Di Maio suggests that emerging technology in sourcing and procurement, e-government and government integration, and workforce management will assist governments around the world in achieving significant cost reduction.
Governments faced with major budget cuts should pilot public cloud services, he suggests. Despite a certain level of risk associated with the technology, Di Maio argues that government departments test the technology with non-mission critical applications.
Government CIOs should also consider the use of community source as an alternative to incumbent vendors.
“Open source has certainly gained its place in the portfolio of solutions that most government agencies utilise. While some might think that the role of open source as an alternative to commercial vendors is no longer an issue, it can still be useful in negotiating with vendors at the higher levels of the stack,” he explains.
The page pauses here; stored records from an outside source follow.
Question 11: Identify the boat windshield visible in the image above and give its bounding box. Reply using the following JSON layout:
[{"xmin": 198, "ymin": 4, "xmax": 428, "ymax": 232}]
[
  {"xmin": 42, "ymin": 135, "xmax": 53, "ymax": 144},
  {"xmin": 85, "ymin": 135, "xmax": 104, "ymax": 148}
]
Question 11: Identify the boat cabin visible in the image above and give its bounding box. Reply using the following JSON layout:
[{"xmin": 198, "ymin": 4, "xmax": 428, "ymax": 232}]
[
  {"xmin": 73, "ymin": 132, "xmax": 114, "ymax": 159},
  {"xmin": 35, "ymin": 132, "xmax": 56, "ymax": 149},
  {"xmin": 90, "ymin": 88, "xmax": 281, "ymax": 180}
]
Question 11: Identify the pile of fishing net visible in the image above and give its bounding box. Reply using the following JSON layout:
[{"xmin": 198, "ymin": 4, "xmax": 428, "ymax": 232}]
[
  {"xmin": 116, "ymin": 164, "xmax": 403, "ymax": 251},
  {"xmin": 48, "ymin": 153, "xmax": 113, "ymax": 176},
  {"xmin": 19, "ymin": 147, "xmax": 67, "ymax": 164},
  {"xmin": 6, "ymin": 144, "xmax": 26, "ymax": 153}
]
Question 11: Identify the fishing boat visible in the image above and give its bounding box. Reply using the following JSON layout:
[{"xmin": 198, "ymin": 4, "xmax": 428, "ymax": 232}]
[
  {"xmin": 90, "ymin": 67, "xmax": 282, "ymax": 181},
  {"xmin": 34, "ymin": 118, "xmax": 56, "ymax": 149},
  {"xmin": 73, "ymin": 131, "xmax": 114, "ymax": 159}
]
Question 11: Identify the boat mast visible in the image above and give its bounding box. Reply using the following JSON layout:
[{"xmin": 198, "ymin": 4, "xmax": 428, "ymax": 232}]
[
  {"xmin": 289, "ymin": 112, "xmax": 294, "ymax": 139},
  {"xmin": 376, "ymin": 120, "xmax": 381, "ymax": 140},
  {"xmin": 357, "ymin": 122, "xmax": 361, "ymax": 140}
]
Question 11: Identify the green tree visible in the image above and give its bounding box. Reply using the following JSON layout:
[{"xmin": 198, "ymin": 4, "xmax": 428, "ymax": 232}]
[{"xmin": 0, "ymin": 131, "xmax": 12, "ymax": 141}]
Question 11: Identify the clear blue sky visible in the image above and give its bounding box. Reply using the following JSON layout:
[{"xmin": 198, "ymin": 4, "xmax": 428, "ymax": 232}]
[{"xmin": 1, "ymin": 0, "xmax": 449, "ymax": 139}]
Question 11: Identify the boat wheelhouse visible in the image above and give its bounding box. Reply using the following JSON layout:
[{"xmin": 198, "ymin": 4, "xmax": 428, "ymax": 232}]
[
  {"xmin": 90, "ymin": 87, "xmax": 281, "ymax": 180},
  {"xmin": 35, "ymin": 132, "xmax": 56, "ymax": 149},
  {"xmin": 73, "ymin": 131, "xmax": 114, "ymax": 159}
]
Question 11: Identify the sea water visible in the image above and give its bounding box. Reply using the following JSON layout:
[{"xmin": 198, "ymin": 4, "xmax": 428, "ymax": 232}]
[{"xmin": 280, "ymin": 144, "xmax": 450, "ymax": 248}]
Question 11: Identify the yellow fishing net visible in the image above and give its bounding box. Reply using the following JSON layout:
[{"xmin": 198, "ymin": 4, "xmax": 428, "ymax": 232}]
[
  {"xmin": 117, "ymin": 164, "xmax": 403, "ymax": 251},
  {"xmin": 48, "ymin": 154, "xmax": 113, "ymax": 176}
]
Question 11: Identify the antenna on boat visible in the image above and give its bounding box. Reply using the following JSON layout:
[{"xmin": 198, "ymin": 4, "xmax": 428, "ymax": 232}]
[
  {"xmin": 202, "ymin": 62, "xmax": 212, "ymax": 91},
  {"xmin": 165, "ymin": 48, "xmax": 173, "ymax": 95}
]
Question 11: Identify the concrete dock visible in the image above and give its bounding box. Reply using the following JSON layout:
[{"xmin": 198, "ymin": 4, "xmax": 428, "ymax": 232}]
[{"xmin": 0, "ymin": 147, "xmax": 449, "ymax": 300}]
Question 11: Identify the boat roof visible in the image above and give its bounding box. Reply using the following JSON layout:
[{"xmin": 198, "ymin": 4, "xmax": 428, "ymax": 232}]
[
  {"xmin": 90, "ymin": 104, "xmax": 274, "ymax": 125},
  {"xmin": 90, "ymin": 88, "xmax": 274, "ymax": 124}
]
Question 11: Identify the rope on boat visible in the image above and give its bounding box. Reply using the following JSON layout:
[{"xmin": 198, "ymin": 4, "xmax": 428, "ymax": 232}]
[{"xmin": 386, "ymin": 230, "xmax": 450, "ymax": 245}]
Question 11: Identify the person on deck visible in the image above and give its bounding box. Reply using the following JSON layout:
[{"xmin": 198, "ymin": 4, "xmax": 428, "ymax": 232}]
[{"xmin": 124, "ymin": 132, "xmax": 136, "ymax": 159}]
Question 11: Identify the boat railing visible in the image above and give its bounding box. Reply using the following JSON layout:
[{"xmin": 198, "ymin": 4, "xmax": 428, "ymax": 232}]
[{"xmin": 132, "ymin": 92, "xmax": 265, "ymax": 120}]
Budget constraints often lead to reducing the use of external consultants, which leaves government unable to proceed on certain projects. Di Maio suggests crowd-sourcing as an alternative.
“Crowd-sourcing is a way to expose a problem to a wide community, and CIOs need to encourage government agency executives to identify problems that cannot be addressed through traditional contractual means due to budget constraints, and select some for crowd-sourcing.”
Lastly, Di Maio insists that governments aggressively implement teleworking. If furloughs, salary freezes or other cost-reduction measures that impact employee compensation are necessary, teleworking may work as an incentive to compensate the lower salary.